Le Rhône, « chemin des nations » Château de Tarascon (13) © Marc Perrey-MDFR / Ile de la Table Ronde, Vernaison (69) © Eric Soudan

Le Rhône, « chemin des nations »

Son orientation nord/sud lui a conféré depuis l’Antiquité un rôle majeur dans la formation et l’histoire de la France et de l’Europe. Élément constitutif des territoires qu’il traverse, il est porteur de civilisations, relie tout en faisant office de frontière entre les royaumes d’hier et les régions d’aujourd’hui.

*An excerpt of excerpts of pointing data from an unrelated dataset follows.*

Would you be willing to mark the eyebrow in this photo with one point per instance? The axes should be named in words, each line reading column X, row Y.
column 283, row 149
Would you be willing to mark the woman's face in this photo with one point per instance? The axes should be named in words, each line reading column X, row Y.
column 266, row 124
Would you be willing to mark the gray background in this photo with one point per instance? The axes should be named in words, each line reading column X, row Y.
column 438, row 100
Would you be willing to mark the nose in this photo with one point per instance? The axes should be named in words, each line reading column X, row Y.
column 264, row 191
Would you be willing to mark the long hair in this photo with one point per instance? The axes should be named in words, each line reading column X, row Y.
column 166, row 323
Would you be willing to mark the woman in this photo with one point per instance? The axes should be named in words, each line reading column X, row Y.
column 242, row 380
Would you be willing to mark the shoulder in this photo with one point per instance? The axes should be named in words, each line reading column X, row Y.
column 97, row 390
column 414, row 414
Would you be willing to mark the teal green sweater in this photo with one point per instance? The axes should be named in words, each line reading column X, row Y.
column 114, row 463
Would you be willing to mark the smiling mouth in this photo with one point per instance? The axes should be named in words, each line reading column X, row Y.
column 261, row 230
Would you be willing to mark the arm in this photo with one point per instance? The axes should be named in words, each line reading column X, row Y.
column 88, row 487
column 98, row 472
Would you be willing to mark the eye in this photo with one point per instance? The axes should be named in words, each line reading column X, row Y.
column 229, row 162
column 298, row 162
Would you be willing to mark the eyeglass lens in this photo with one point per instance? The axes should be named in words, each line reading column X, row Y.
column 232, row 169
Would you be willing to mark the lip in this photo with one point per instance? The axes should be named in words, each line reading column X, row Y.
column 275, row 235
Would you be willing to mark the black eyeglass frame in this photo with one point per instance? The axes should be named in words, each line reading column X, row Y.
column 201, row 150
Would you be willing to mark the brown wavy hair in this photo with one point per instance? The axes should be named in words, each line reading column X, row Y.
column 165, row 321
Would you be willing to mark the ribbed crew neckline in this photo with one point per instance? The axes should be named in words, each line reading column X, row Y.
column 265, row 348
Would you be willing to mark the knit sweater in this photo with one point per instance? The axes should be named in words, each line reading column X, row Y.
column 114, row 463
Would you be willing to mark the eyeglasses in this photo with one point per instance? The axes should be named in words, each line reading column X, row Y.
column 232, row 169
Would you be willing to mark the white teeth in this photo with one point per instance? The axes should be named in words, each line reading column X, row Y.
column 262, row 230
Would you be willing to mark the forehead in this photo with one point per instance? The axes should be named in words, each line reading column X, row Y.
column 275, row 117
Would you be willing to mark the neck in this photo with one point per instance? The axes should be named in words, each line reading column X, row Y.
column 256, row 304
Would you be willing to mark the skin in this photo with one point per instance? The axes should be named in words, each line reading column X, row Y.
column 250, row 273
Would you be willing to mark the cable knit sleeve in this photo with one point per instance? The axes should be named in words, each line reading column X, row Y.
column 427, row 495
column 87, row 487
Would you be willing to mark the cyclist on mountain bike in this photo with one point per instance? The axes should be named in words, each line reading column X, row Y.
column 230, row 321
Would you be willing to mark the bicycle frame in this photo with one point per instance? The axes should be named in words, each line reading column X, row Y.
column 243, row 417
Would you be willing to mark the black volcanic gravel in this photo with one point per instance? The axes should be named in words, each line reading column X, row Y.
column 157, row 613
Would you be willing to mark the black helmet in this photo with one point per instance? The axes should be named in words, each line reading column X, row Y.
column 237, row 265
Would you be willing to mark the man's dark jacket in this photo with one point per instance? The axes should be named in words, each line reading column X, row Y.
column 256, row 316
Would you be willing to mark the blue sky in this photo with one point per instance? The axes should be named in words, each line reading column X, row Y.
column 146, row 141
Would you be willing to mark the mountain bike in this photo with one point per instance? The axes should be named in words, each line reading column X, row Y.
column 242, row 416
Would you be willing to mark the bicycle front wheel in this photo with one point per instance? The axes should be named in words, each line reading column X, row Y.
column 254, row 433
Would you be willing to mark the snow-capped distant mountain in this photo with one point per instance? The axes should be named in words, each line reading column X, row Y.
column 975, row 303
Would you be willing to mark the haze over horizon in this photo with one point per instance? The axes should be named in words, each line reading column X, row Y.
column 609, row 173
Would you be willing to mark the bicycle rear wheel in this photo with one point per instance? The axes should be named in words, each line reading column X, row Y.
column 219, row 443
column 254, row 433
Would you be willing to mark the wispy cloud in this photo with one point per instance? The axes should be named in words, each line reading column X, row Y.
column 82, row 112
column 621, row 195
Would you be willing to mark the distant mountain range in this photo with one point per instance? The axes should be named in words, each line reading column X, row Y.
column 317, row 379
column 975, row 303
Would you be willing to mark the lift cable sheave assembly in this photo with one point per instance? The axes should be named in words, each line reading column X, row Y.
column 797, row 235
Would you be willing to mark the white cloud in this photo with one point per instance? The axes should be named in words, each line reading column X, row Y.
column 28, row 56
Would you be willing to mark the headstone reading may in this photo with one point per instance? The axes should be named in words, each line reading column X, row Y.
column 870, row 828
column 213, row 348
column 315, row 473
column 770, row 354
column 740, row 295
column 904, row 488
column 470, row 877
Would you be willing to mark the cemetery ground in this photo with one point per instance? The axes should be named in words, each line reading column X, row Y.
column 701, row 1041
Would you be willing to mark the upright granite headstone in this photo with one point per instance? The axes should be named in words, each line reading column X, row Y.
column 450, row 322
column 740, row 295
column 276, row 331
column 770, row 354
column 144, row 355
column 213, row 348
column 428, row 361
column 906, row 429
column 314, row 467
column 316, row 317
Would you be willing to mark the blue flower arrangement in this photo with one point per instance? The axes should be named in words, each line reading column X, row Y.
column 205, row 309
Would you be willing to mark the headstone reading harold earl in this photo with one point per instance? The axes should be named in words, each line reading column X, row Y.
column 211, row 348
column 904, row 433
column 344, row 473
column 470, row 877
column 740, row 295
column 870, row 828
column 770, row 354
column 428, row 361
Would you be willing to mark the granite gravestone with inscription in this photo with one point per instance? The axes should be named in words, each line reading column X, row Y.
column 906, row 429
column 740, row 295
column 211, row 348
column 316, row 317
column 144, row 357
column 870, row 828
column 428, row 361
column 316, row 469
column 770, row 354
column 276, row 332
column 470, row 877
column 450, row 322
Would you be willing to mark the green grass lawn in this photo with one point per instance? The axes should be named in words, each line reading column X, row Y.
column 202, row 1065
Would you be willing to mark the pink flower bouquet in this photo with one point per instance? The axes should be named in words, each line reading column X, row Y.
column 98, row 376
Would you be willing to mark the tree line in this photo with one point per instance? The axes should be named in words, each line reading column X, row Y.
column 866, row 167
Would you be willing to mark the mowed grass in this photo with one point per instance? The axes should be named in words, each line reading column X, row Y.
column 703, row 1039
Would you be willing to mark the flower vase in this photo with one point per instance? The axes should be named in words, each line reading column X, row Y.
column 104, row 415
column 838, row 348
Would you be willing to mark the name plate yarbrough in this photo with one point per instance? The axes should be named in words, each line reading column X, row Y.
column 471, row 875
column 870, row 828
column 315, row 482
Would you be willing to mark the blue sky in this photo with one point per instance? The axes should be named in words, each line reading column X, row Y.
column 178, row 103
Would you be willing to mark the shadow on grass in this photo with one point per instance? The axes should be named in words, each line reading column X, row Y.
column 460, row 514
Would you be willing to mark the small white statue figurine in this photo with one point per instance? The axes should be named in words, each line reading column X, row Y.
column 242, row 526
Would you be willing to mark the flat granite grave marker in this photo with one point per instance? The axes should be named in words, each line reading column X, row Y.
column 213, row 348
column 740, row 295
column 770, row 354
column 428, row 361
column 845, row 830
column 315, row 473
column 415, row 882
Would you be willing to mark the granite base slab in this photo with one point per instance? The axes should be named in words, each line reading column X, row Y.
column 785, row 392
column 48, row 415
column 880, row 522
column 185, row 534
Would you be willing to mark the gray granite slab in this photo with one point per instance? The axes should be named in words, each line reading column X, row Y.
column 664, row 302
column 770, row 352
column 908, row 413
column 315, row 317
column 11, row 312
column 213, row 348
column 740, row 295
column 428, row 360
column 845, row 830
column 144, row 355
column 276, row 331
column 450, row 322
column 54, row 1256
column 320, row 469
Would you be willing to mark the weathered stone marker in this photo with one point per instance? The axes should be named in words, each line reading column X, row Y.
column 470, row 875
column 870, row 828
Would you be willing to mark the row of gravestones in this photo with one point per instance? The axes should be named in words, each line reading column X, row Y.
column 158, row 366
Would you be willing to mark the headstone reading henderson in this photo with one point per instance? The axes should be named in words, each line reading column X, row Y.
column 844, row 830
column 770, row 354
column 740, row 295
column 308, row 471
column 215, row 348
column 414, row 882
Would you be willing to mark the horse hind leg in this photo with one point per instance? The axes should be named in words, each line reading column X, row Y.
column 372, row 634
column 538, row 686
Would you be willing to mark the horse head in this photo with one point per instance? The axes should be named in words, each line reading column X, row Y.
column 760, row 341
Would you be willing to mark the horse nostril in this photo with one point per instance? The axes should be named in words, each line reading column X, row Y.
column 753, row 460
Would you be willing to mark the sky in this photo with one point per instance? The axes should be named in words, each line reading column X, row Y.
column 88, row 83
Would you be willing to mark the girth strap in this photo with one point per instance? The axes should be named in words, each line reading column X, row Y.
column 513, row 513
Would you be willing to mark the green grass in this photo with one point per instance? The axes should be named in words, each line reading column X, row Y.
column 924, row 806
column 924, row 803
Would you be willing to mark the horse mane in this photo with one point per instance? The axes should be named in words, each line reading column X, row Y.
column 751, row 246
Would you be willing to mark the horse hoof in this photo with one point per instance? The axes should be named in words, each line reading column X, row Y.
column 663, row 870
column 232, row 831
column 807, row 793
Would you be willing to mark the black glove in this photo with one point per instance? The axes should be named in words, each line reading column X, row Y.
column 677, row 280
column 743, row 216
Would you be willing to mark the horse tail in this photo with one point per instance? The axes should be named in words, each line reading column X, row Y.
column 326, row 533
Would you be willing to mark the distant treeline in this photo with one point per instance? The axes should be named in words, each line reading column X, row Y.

Grâce aux brassages et échanges qu’il a permis entre les peuples, il est un foyer intellectuel pour les sociétés qui le bordent. Au fil de l’histoire, le Rhône et sa vallée ont notamment été une grande voie de pénétration : le peuplement des Celtes à l’Age de fer, la conquête par l’empire romain à l’Antiquité et l’évangélisation chrétienne. Puis l’invasion des tribus germaniques au Ve siècle et des Sarrasins du VIIIe au XIIe siècle. Route du sel, la vallée est aussi celle du pèlerinage de Saint Jacques de Compostelle au Moyen-Age. Située sur l’itinéraire des croisades en Terre Sainte entre le XIe et le XIIIe siècle, la vallée du Rhône est en outre le théâtre des guerres de religions qui ont opposé Chrétiens et Protestants pendant la Réforme au XVIe siècle.

Constituant au fil des siècles un patrimoine riche d’une histoire mouvementée, le Rhône porte les traces des sociétés auxquelles il a apporté la prospérité et parfois la destruction : des vestiges de la Préhistoire et de l’Antiquité, des fortifications médiévales et des édifices de la Renaissance, un patrimoine industriel et les aménagements qui ont contribué à maîtriser le cours d’eau (digues, ouvrages hydroélectriques).

Le Rhône porte en outre les mémoires des peuples qui ont bordé ses rives, vivant en lien étroit avec ce fleuve ressource en s’accommodant de ses débordements et auquel ils témoignent un attachement allant parfois jusqu’à l’amour. Ce patrimoine culturel du Rhône collecté depuis quelques années est présenté au public par les musées et les associations jalonnant ses bords afin de conserver et transmettre la mémoire de ces hommes de l’eau.

En effet, le fleuve, socle de l’économie, de la gastronomie et de l’art de vivre de la vallée du Rhône, tend à être délaissé par les habitants de ses berges depuis la moitié du XXe siècle, à mesure qu’il a été endigué et aménagé. Ces aménagements ont permis la navigation de bateaux à grand gabarit, la production d’hydroélectricité et la valorisation des terres agricoles, mais ont modifié profondément sa physionomie et son écosystème. Ses riverains, en lui tournant le dos, ont peu à peu perdu leur familiarité avec leur cours d’eau.

Les acteurs locaux oeuvrent également à la valorisation du patrimoine naturel qui a subsisté aux aménagements et à la pollution. Renouant avec l’écosystème fluvial, ils révèlent la richesse de ses potentiels, au travers de manifestations, de mesures de protection de la biodiversité et d’aménagements de ses berges qui favorisent les modes de transport doux et les espaces verts.

Objet de toutes les attentions, la vallée du Rhône est une destination touristique aux nombreux attraits, notamment pour la richesse de ses paysages de la Suisse à la Méditerranée.